Concernant les États-Unis, on craint actuellement que le retour de Donald Trump remette en cause les progrès réalisés ces dernières années. Il ne faut cependant pas oublier que plusieurs des États américains les plus importants économiquement sont toujours aux mains des démocrates. De plus, les multinationales américaines sont précisément actives à l’échelle mondiale : elles ne changeront peut-être pas leurs pratiques simplement parce qu’un nouveau président a été élu. Par ailleurs, les groupes opérant de manière véritablement mondiale appliquent également un reporting global pour l’ensemble de leurs activités, que le site soit situé aux États-Unis, en Europe ou en Asie. C’est le cas de l’utilisation de l’énergie, en termes de règles de travail, etc.

« Une grande partie du gros du travail en termes de financement de la transition devra provenir de la mobilisation de sources privées plutôt que de sources publiques. »

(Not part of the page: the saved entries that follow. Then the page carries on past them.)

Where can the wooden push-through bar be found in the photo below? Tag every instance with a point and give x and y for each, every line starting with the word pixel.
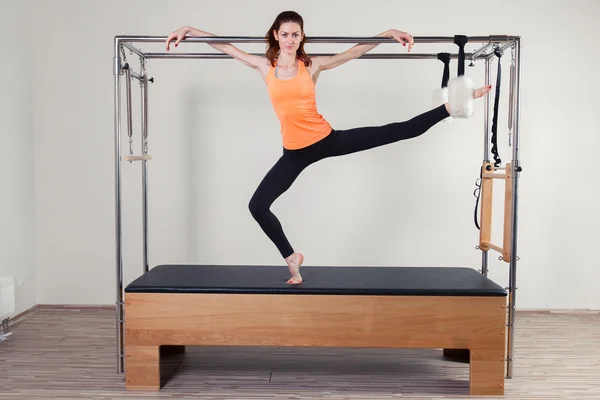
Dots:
pixel 487 190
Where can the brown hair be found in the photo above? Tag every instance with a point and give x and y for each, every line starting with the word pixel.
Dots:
pixel 273 46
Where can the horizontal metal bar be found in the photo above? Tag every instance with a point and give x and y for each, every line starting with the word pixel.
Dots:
pixel 315 39
pixel 133 49
pixel 364 56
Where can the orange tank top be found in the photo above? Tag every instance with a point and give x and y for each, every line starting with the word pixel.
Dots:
pixel 294 102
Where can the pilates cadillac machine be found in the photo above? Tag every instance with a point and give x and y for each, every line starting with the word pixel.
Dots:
pixel 457 309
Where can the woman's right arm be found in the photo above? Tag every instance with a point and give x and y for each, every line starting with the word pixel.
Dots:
pixel 259 63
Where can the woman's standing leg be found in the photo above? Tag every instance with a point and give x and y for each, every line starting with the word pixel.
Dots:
pixel 279 179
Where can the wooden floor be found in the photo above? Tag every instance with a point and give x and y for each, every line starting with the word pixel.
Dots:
pixel 71 354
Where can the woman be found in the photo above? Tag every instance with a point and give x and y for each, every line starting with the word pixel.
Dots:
pixel 307 137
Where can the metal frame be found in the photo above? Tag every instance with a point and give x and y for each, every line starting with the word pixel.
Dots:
pixel 485 52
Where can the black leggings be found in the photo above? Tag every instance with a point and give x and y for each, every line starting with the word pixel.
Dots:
pixel 337 143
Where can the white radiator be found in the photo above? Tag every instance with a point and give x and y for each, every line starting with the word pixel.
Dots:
pixel 7 297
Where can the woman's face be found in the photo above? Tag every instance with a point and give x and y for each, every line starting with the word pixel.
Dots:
pixel 289 37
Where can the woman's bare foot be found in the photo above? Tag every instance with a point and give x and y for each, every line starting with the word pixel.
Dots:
pixel 481 91
pixel 477 93
pixel 294 261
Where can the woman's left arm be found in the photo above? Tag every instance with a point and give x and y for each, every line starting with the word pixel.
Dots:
pixel 323 63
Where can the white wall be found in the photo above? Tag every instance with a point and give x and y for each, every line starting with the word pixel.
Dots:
pixel 17 244
pixel 214 136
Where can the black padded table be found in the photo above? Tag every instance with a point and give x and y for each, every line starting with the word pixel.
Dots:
pixel 451 308
pixel 390 281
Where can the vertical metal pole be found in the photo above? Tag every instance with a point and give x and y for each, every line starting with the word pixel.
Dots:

De notre côté, notre engagement auprès des entreprises dans lesquelles nous investissons est véritablement mondial avec une approche holistique. Nous concentrons de plus en plus une grande partie de nos travaux analytiques sur la gestion de la chaîne d’approvisionnement. Nous prenons également en compte si les entreprises dans lesquelles nous investissons participent à des structures telles que la Taskforce on Nature-rated Financial Disclosure (TNFD), qui a élaboré des recommandations pour l’évaluation, la gestion et le reporting des risques. lié à la nature.
Il en va de même pour le Science Based Targets Network (SBTN), qui préconise des objectifs scientifiques pour la nature. Des groupes comme Holcim, GSK ou Kering qui ont été les premiers à définir des objectifs ambitieux dans ce cadre le mois dernier.

Que pensez-vous des résultats, ou de l’absence de résultats, de la récente COP 29 qui vient de s’achever ? Quelles leçons pouvons-nous en tirer en termes d’investissement durable ?

La COP29 s’est terminée par un nouvel objectif de financement, mais à 300 milliards de dollars par an d’ici 2035, il est bien loin de l’objectif de 1 300 milliards de dollars et démontre une fois de plus l’écart qui existe entre les attentes des pays développés et celles des pays en développement. L’accord final contient un texte qui vise à définir une trajectoire pour atteindre 1 300 milliards de dollars par an en financement climatique, mais il prend en compte toutes les sources de financement, y compris le secteur privé. Cela met en évidence les tendances que nous avons vues émerger de la COP 16 sur la nature en Colombie, au cours de laquelle il est de plus en plus clair qu’une grande partie du gros du travail en termes de financement de la transition devra provenir de la mobilisation de sources privées plutôt que de sources publiques. Un autre résultat plus positif a été la finalisation des règles du marché du carbone, qui permet la création des premiers crédits carbone « officiels » soutenus par les Nations Unies et devrait contribuer à asseoir la crédibilité de ce marché et à soutenir sa croissance.